In your example, when we run CONSTANT, the part to the left of DOES> fetches a name from the input stream, and creates a word, and then makes the value on the stack the definition.
the accumulation of to-be-run later words is interrupted, and everything before DOES> is done now, at definition time, and removed from the definition.
The CREATE material, when executed, leaves behind a reference to the word denoting the constant. Then DOES> creates a definition for that word, using the remaining material.
Is that more or less it?
Typically (likely always, as sharing code is the main reason DOES was invented), it compiles that code once and magically makes “that word” ‘jump’ to that code. That way, when, for example, you use the definition with DOES> multiple times, you only compile “the remaining material” once.
> Then, when we execute NAME in a compilation context, because the word sequence contains DOES>, everything to the left of DOES> is specially treated
That would be too magical. If you want a word to be executed when compiling code, you make it IMMEDIATE. For the CONSTANT example I gave, that’s not done, as it is executed in interpretation context, and then creates a word, compiles the number from the top of the stack, and then hooks up the word just created to the code compiled earlier.
But the code after DOES> is repeatedly referenced in new definitions that are the result of executing the word which contains DOES>, like the CONSTANT example.
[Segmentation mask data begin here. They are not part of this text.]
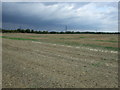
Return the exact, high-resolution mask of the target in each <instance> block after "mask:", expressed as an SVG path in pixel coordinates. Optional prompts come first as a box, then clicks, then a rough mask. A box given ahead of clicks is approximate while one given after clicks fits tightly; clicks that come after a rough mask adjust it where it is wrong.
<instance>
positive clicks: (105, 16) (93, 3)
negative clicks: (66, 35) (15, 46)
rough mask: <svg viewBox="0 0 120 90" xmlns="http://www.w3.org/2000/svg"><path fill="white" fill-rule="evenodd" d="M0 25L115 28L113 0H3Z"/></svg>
mask: <svg viewBox="0 0 120 90" xmlns="http://www.w3.org/2000/svg"><path fill="white" fill-rule="evenodd" d="M2 19H3V21H2V23H3V28H6V29H16V28H19V27H21V28H30V29H35V30H49V31H55V30H56V31H65V26H66V25H67V27H68V30H72V31H78V30H79V31H109V32H116V31H118V26H117V25H118V3H117V2H106V3H105V2H103V3H100V2H88V3H87V2H79V3H78V2H76V3H73V2H72V3H70V2H66V3H61V2H59V3H54V2H44V3H43V2H42V3H40V2H38V3H30V2H29V3H28V2H23V3H22V2H17V3H15V2H3V3H2Z"/></svg>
The original : CONSTANT CREATE , DOES> @ ; could be entirely compiled so that it contains a compiled sequence for the @ part. When DOES> is executed, it patches a pointer to that part into the word produced by CREATE, and then somehow skips the execution of that part.
How do you manage the storage? There has to be some refcounting or garbage collection. What if four words point to the same instruction sequence, and we FORGET three of them.
Ah, but FORGET works in a LIFO discipline; you can't just forget arbitrary entries. If B was defined using parts of A, then B is newer. You cannot forget A without forgetting B first. I think.
: CREATE WORD CREATEHEAD DODOES , 0 , ;
: DOES> IMMEDIATE ['] LIT , HERE @ 6 CELLS + , ['] LATEST , ['] @ , ['] >DFA , ['] ! , ['] EXIT
reading colorforth code and especially commentary (https://github.com/Howerd/colorForth) it seemed that it refines the concept of staging into colours (does> might correspond to cyan?).
hopefully someone more knowledgeable will chime in here!
Surprised so little public forth's implement it.
: COUNTER
CREATE ,
DOES> DUP 1 SWAP +! @ ;
0 COUNTER PK
PK . \ => 1
PK . \ => 2
A semi-equivalent in Javascript is: const counter = init => {
let x = init;
return () => { x += 1; return x; };
};
const pk = counter(0);
console.log(pk()); // => 1
console.log(pk()); // => 2
What’s funny, is that I used to know how it works, now any time I come across these kind of articles I get more and more confused and further away from understanding. It’s like reading those convoluted explanations of what a monad is.
It does this by doing something now, and later (you could read create does> as now later>)
So for
: CONSTANT CREATE , >DOES @ ;
This makes the defining word CONSTANT, which when run (now) compiles the next word
So CONSTANT myvar will compile myvar. Myvar, when run (later) will get it's value and push it to the datastack.